Parlez-nous d’un moment inoubliable de vos débuts…

L’une de mes premières grandes présentations se tenait pour un client mexicain. Nous avons pris l’avion pour le rencontrer et tout organiser dans son bureau. Au bout d’un moment, il est entré dans la pièce et nous a dit de tout remballer : il voulait qu’on voyage à nouveau, direction son hacienda cette fois pour que la réunion se tienne là. Il y avait même des hélicoptères qui nous attendaient sur le toit ! Quand nous sommes arrivés, il m’a fait faire le tour des lieux ; il avait un immense zoo privé sur son hacienda et j’ai reçu l’honneur de nourrir cinq tigres. Alors qu’il tendait la viande, il s’est tourné vers moi et m’a dit « Espen, si tu ne conçois pas un beau bateau, c’est comme cette viande que tu vas finir ! » Il plaisantait bien sûr, mais je n’oublierai jamais ce moment.

Comment votre relation avec SilverYachts a t-elle débuté?

J’ai rencontré Guido Krass [le gérant de SliverYachts] il y a plus de vingt ans. A l’époque, il possédait un petit bateau d’environ 36 m et m’a contacté pour faire une grande remise en état. Nous nous sommes bien entendus et sommes devenus amis, puis quelques années plus tard il m’a dit qu’il voulait faire quelque chose d’unique dans le domaine du superyacht.

Nous nous sommes finalement retrouvés à Kitzbuhel [en Autriche] et avons skié ensemble pour discuter de son idée. J’avais un dictaphone avec moi en permanence, même sur le télésiège ! A la fin du voyage, nous avions défini toutes les caractéristiques du nouveau projet : SilverYachts en est le résultat.

Le premier bateau était Silver, qui a été lancé en 2017 et nous concoctons maintenant Silver Fast, le bateau numéro quatre. Silver Loft sera prêt en 2018 et nous préparons actuellement un autre yacht de 85 m inspiré de la même plateforme. Nous venons en fait tout juste de revenir d’Australie, où nous travaillions dessus au chantier naval. Cela me rend est très enthousiasmant !

Qu’est-ce qui distingue Silver Fast d’autres superyachts ?

L’idée principale avec Silver Fast, comme avec tous les SilverYachts, était de garder les choses très simples, en utilisant les mêmes méthodes de construction légère que celles utilisées dans l’industrie du ferry à grande vitesse.

Ce qui est incroyable concernant ce bateau, c’est que l’on peut naviguer à environ 18 ou 19 nœuds en consommant moins de 100 gallons (378 litres) par heure, ce qui est assez unique.
Quand nous sommes allés faire des offres aux chantiers navals, certains ne nous ont pas pris au sérieux car le bateau était si extrême dans sa longueur et son poids si léger qu’ils n’ont pas cru que ce projet pourrait voir le jour techniquement. Ils pensaient qu’il devrait être alourdit, avec un faisceau plus large mais nous étions sûrs de nos calculs. Ils se montraient trop conservateurs.
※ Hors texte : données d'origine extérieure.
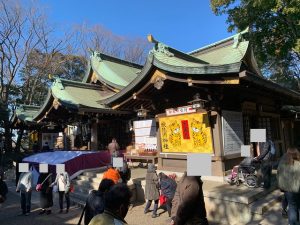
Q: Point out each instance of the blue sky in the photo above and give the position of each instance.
(184, 25)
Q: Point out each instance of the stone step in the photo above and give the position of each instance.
(93, 173)
(263, 204)
(77, 202)
(82, 189)
(87, 184)
(87, 178)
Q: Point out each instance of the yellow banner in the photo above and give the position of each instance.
(186, 133)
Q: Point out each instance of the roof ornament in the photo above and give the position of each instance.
(159, 47)
(236, 40)
(58, 83)
(97, 55)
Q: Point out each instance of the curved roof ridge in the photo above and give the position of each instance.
(160, 47)
(78, 84)
(101, 56)
(232, 37)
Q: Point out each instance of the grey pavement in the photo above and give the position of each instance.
(11, 208)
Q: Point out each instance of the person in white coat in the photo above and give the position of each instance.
(24, 186)
(62, 181)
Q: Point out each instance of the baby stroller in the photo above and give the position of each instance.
(244, 173)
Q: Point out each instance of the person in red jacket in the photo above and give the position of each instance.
(112, 174)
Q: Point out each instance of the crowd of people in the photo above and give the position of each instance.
(183, 200)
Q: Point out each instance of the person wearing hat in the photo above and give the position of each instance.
(112, 174)
(151, 190)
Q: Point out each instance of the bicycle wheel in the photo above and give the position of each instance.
(251, 181)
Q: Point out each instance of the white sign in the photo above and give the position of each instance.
(145, 134)
(180, 110)
(232, 130)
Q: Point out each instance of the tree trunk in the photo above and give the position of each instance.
(7, 135)
(19, 139)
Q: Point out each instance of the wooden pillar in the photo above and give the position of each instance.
(94, 136)
(218, 167)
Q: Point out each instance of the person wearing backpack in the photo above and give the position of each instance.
(46, 196)
(3, 190)
(95, 201)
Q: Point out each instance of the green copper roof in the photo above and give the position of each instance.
(230, 50)
(26, 112)
(79, 94)
(173, 57)
(111, 71)
(225, 55)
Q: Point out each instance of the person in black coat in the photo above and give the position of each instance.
(3, 190)
(95, 200)
(46, 196)
(168, 188)
(125, 173)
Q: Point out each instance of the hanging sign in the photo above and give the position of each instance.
(186, 133)
(180, 110)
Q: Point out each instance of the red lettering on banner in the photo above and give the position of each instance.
(185, 129)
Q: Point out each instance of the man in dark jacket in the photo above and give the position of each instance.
(117, 201)
(3, 190)
(95, 200)
(264, 156)
(168, 188)
(188, 202)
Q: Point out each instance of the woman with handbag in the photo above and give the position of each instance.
(62, 181)
(288, 174)
(46, 196)
(152, 190)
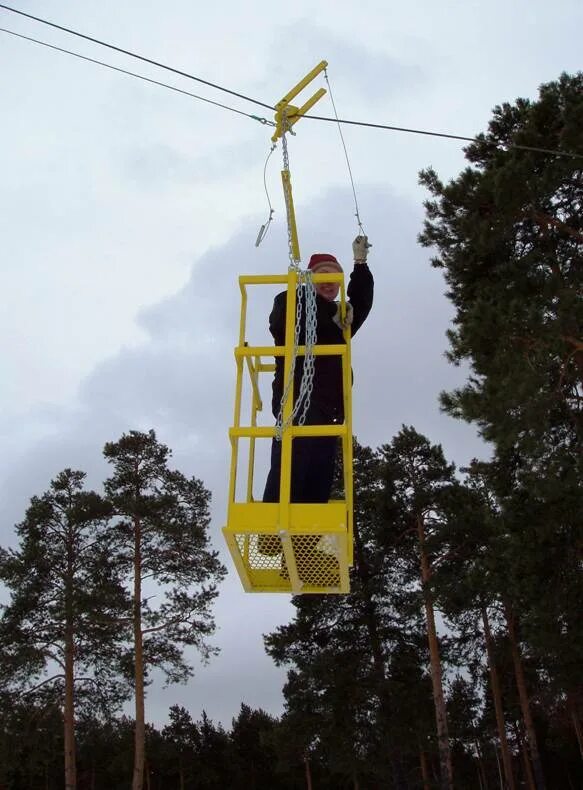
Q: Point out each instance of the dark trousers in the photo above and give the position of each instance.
(313, 461)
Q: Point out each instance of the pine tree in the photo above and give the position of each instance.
(66, 597)
(163, 537)
(417, 479)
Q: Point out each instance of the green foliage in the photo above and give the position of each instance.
(162, 536)
(63, 579)
(509, 236)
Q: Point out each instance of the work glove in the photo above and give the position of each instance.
(347, 318)
(360, 248)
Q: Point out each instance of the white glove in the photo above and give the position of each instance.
(360, 248)
(347, 318)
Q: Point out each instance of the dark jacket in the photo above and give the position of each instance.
(327, 392)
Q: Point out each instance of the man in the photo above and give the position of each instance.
(313, 457)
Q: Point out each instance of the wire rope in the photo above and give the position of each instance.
(357, 212)
(347, 121)
(137, 76)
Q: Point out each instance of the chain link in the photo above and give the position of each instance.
(305, 291)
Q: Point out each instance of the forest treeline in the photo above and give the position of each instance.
(456, 660)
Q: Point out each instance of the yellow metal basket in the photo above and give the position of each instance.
(288, 547)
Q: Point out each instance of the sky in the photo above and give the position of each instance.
(127, 212)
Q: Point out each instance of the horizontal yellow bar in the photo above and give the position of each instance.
(336, 350)
(301, 84)
(310, 103)
(279, 279)
(266, 432)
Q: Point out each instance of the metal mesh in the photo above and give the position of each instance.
(315, 557)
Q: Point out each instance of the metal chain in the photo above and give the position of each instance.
(305, 291)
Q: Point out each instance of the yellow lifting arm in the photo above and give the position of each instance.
(283, 109)
(286, 115)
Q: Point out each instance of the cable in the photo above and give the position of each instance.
(265, 227)
(441, 134)
(137, 76)
(365, 124)
(134, 55)
(357, 214)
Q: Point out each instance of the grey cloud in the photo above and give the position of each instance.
(180, 381)
(156, 165)
(371, 75)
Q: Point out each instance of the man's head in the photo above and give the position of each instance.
(324, 263)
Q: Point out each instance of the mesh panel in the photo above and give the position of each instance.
(315, 558)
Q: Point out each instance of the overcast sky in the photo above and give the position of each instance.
(127, 212)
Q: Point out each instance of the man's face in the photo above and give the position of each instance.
(328, 291)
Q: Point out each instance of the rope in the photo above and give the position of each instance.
(305, 290)
(265, 227)
(356, 214)
(137, 76)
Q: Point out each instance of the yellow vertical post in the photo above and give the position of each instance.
(286, 438)
(291, 215)
(347, 438)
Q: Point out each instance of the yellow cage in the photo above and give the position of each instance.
(287, 547)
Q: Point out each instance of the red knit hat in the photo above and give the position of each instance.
(321, 258)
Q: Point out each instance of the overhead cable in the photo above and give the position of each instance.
(137, 76)
(366, 124)
(134, 55)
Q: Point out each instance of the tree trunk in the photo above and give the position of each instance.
(446, 772)
(528, 775)
(308, 772)
(69, 706)
(497, 695)
(424, 771)
(371, 620)
(481, 768)
(524, 701)
(140, 731)
(576, 723)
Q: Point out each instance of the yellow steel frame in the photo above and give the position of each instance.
(311, 544)
(286, 115)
Nous avons fini par aller en Australie, qui était déjà l’un des meilleurs pays fabricants de ferry à grande vitesse en aluminium.
Les mêmes principes s’appliquent, après tout. L’eau ne sait pas s’il s’agit d’un ferry ou d’un bateau.

Quelles sont vos sources d’inspiration dans le monde de l’architecture ?
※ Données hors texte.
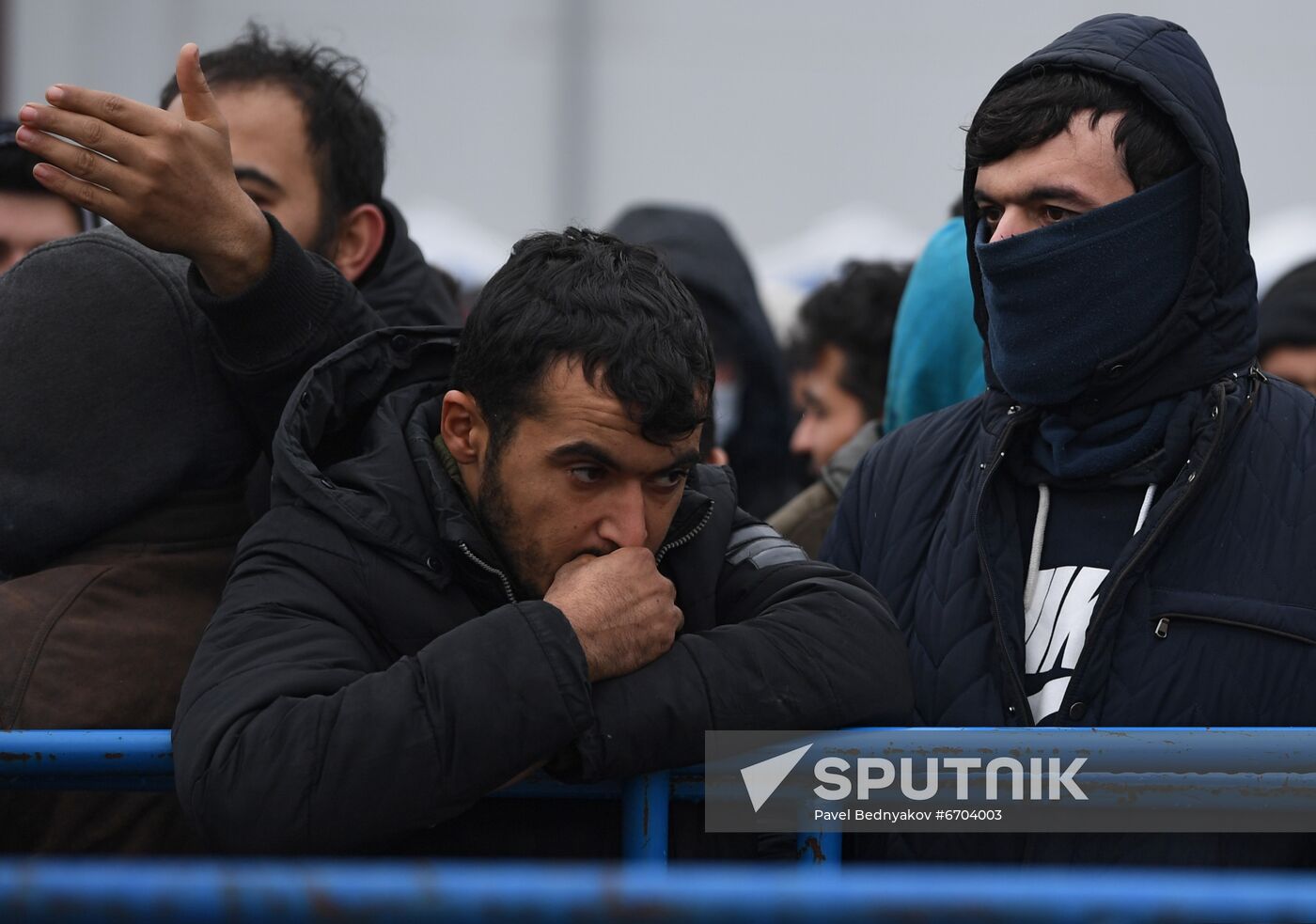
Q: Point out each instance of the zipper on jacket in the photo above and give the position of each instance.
(507, 585)
(982, 557)
(1162, 627)
(693, 533)
(1190, 489)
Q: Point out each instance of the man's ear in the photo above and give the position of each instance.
(361, 234)
(466, 434)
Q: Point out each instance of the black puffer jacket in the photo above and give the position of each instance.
(368, 674)
(1226, 555)
(701, 253)
(400, 286)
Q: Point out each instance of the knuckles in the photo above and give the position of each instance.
(114, 105)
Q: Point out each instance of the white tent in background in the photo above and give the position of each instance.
(792, 269)
(456, 243)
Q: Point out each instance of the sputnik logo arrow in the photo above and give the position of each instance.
(762, 778)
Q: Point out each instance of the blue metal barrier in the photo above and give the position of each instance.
(292, 891)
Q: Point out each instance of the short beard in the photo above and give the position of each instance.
(496, 519)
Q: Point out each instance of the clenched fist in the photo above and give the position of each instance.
(622, 611)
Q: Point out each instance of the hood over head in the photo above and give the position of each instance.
(699, 249)
(936, 352)
(1211, 328)
(1289, 311)
(400, 286)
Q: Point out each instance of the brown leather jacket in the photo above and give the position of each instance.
(127, 610)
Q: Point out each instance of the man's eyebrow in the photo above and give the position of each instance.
(583, 449)
(586, 449)
(257, 177)
(683, 461)
(1056, 193)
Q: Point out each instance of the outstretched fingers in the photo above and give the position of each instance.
(86, 195)
(86, 131)
(199, 104)
(118, 111)
(78, 162)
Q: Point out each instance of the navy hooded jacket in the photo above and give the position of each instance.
(1226, 555)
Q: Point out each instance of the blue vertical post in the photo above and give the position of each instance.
(820, 849)
(644, 818)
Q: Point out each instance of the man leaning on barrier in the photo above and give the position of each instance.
(486, 555)
(1119, 532)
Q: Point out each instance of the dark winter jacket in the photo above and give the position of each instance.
(368, 676)
(701, 253)
(808, 515)
(102, 638)
(400, 286)
(931, 516)
(401, 290)
(112, 400)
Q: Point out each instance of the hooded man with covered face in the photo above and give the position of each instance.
(1118, 532)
J’étais à un dîner à St-Moritz il y a quelques semaines, avec Norman Foster [architecte britannique] qui est une grande inspiration pour moi. La banque qu’il a conçue à Hong-Kong il y a près de 30 ans est toujours l’un de mes bâtiments préférés dans le monde ; il pourrait dater d’hier.

Je pense aussi que Philippe Starck [architecte et décorateur d’intérieur français] est inspirant : il priorise les choses d’une manière différente de la mienne en matière de praticité mais les résultats sont souvent cool, comme dans le cas du nouveau superyacht A. Il ne laisse personne indifférent.

Je pense qu’il est bien plus intéressant de créer des choses que les gens aiment ou détestent.

Silver Fast est actuellement en vente via le site Burgessyachts, pour 79,5 millions d’euros.